Де-Грие был как все французы, то есть веселый и любезный, когда это надо и выгодно, и нестерпимо скучный, когда быть веселым и любезным переставала необходимость. Француз редко натурально любезен; он любезен всегда как бы по приказу, из расчета. Если, например, видит необходимость быть фантастичным, оригинальным, по-необыденнее, то фантазия его, самая глупая и неестественная, слагается из заранее принятых и давно уже опошлившихся форм. Натуральный же француз состоит из самой мещанской, мелкой, обыденной положительности, — одним словом, скучнейшее существо в мире. По-моему, только новички и особенно русские барышни прельщаются французами. Всякому же порядочному существу тотчас же заметна и нестерпима эта казенщина раз установившихся форм салонной любезности, развязности и веселости.

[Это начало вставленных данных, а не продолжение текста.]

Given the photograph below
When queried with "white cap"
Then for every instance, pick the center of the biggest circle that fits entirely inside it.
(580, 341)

Иногда русские за границей бывают слишком трусливы и ужасно боятся того, что скажут и как на них поглядят и будет ли прилично вот то-то и то-то? — одним словом, держат себя точно в корсете, особенно претендующие на значение. Самое любое для них — какая-нибудь предвзятая, раз установленная форма, которой они рабски следуют — в отелях, на гуляньях, в собраниях, в дороге...

Но ведь удовольствие всегда полезно, а дикая, беспредельная власть — хоть над мухой — ведь это тоже своего рода наслаждение. Человек — деспот от природы и любит быть мучителем.

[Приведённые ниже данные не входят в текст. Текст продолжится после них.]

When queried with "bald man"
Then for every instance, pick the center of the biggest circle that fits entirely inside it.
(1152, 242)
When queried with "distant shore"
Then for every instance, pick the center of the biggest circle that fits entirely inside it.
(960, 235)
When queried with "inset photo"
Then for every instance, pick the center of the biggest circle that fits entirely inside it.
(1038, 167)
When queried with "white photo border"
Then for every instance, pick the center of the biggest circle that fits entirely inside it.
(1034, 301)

Да все русские таковы, и знаете почему: потому что русские слишком богато и многосторонне одарены, чтоб скорее приискать себе приличную форму. Тут дело в форме. Большею частью мы, русские, так богато одарены, что для приличной формы нам нужна гениальность. Ну а гениальности-то всего чаще и не бывает, потому что она и вообще редко бывает. Это только у французов и, пожалуй, у некоторых других европейцев так хорошо определилась форма, что можно глядеть с чрезвычайным достоинством и быть самым недостойным человеком. Оттого так много форма у них и значит. Француз перенесет оскорбление, настоящее, сердечное оскорбление и не поморщится, но щелчка в нос ни за что не перенесет, потому что это есть нарушение принятой и увековеченной формы приличий. Оттого-то так и падки наши барышни до французов, что форма у них хороша.

... в катехизис добродетелей и достоинств цивилизованного западного человека вошла исторически и чуть ли не в виде главного пункта способность приобретения капиталов. А русский не только не способен приобретать капиталы, но даже и расточает их как-то зря и безобразно. Тем не менее нам, русским, деньги тоже нужны, — прибавил я, — а следовательно, мы очень падки на такие способы, как например рулетки, где можно разбогатеть вдруг, в два часа, не трудясь. Это нас очень прельщает; а так как мы и играем зря, без труда, то и проигрываемся!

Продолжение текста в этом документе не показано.